I wish they had asked more specific questions on exactly that line - as I read the report, they were using ijtihad as a proxy for general attitudes towards religious orthodoxy vs pluralism. (orthodoxy isn't exactly the right word here, but I have to run out and stir my pasta sauce in about 30 seconds so it will have to do...)

praktike

taqlid?

the aardvark

Actually, one of the most interesting juxtapositions in the survey is that significant percentages of the people surveyed BOTH want sharia to be the source of legislation AND consider religious fanaticism to be a major problem in their societies.

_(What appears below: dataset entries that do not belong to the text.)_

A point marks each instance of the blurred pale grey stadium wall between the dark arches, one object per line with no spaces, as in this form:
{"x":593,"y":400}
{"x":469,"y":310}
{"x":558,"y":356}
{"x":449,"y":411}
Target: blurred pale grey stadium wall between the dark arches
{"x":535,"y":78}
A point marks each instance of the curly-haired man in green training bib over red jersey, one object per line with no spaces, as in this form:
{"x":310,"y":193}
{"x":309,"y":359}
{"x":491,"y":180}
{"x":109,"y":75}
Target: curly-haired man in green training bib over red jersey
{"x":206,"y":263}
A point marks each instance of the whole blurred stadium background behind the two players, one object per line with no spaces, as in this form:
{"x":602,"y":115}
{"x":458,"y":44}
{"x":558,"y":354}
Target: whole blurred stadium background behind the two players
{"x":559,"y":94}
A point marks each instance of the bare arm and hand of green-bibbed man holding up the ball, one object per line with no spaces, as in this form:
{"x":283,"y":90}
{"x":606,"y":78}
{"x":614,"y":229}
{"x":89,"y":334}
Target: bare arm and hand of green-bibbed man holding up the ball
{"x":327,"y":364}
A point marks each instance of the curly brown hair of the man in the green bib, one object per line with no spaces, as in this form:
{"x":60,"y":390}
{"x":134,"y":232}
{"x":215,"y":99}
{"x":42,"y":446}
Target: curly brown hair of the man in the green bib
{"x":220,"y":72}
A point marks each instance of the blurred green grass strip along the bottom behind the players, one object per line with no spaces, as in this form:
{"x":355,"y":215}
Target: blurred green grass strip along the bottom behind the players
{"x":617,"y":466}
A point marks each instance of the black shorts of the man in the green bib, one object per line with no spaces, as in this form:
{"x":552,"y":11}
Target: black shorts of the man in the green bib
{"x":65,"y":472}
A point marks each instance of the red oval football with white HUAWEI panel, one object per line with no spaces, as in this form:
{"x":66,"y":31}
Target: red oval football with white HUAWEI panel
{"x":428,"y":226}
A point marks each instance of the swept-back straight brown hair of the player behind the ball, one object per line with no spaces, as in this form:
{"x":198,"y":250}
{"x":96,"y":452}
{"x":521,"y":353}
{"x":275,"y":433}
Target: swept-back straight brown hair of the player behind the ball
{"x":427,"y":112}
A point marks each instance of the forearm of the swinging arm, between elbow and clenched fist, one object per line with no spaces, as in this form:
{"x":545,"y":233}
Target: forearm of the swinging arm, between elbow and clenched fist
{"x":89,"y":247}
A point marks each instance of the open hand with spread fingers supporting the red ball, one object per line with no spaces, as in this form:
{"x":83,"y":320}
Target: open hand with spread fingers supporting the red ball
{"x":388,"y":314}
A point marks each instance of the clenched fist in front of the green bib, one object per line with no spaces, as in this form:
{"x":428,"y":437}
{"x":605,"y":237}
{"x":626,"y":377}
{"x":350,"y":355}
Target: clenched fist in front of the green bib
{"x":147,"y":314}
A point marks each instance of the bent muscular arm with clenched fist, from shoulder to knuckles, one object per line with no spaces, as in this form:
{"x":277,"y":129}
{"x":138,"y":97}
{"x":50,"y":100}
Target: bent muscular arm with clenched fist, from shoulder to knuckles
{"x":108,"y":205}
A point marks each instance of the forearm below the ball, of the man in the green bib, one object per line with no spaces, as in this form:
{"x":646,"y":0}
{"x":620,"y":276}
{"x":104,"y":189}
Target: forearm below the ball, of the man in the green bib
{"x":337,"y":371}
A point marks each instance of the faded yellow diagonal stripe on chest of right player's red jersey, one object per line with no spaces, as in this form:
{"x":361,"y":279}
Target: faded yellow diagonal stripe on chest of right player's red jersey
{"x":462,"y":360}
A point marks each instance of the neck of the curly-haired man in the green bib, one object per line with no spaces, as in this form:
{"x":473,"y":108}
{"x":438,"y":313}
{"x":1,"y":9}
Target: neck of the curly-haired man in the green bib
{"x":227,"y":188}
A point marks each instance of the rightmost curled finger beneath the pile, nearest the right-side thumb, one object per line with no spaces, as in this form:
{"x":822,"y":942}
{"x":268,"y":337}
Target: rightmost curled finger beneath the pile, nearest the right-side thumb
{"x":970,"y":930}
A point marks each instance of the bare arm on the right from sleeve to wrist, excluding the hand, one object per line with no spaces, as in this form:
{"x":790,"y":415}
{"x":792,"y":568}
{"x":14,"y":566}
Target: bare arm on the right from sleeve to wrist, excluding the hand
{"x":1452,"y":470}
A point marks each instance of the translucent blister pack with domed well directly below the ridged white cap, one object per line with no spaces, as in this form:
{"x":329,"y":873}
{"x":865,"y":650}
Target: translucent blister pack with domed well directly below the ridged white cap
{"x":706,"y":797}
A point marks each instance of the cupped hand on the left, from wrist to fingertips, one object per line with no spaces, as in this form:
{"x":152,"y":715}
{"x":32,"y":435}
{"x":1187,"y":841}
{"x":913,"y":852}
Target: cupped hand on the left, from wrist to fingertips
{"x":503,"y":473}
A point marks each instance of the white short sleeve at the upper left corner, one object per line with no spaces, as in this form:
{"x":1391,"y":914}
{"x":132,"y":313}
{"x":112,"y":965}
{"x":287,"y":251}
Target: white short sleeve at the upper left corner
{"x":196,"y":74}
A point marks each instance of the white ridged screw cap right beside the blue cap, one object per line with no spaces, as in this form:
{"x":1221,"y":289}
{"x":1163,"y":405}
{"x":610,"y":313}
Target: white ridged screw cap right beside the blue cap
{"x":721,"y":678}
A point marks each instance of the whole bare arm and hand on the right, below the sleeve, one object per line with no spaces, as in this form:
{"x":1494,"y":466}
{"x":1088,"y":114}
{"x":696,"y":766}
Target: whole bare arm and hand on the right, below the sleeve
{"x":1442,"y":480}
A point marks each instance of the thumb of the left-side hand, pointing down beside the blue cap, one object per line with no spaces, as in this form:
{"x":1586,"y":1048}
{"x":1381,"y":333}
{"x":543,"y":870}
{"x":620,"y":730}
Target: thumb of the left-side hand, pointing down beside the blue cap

In other words, no matter what certain prolific commentators on Islam say, these Muslims do not themselves consider it "fanatical" to want to see an ijtihad-centric, pluralistic Islam occupying a central place in their political system. And they clearly distinguish - in their own minds, regardless of whether or not these certain commentators consider this impossible - between this moderate Islamist position and a radical Islamist position.

Praktike, you mentioned in a comment on another post that As'ad describes Qaradawi as an Islamic fundamentalist. Well, As'ad is clearly and obviously right: Qaradawi describes himself as an Islamist, and his entire career has been devoted to promoting Islamism. But it's the former, moderate and ijtihad-based, version that he promotes, not the radical salafi/Wahhabi version that bin Laden promotes.

People have every right of course to oppose both forms of Islamism. But it seems to me just a major strategic and intellectual error to conflate the two when their own adherents and advocates do not.

praktike

Sigh. I guess I have to get around to the Baker book now, huh? Been collecting dust on my shelf for a while now.

The other day I loaded up an OnPoint segment with Fawaz Gerges and Khaled Abou el-Fadl as panelists ... I found them very interesting and el-Fadl in particular. His conception of shari'a as a kind of moral underpinning for a democratic Islam, his argument that Muslims need to embrace public reason rather than reverting to dogmatism strikes me as a very progressive approach.

Natch, I googled them, and sure enough -- stealth Islamist! and enemy of the state! -- right on cue.

Sad.

Still, Qaradawi is far to the right of those guys, and I guess you know a lot about him ... but he still creeps me out.

the aardvark

Qaradawi *is* far to the right of guys like Abou el Fadl - which puts him a lot closer to the mainstream of Arab public opinion than someone like Abou el Fadl. It's not an accident that Qaradawi lives in Qatar and spends most of his time on al Jazeera and preaching to mass audiences, while Khaled lives in California and spends most of his time writing highly intellectual books. Different audiences, different projects.

Anyway, I've never said that Qaradawi shouldn't creep you out... just that you (and everyone else) should place him accurately within the political and ideological spectrum and deal with him for what he is: equating him with bin Laden confuses more than it enlightens, and would make it harder for those who want to fight against Qaradawi-ism (as it were) to actually do so.

Peter

A very interesting study. My one problem with it: it states that "approximately 50% of Lebanese are Christian". This is a very inflated number: all of the other studies on Lebanon I've seen estimate that Christians comprise between 20% to 30% of the population. Given that Lebanese Christians tend to be much more pro-American than their Muslim counterparts (although, of course, neither Christians nor Muslims are a monolithic community), the inflated sample may explain why Lebanon is such an outlier.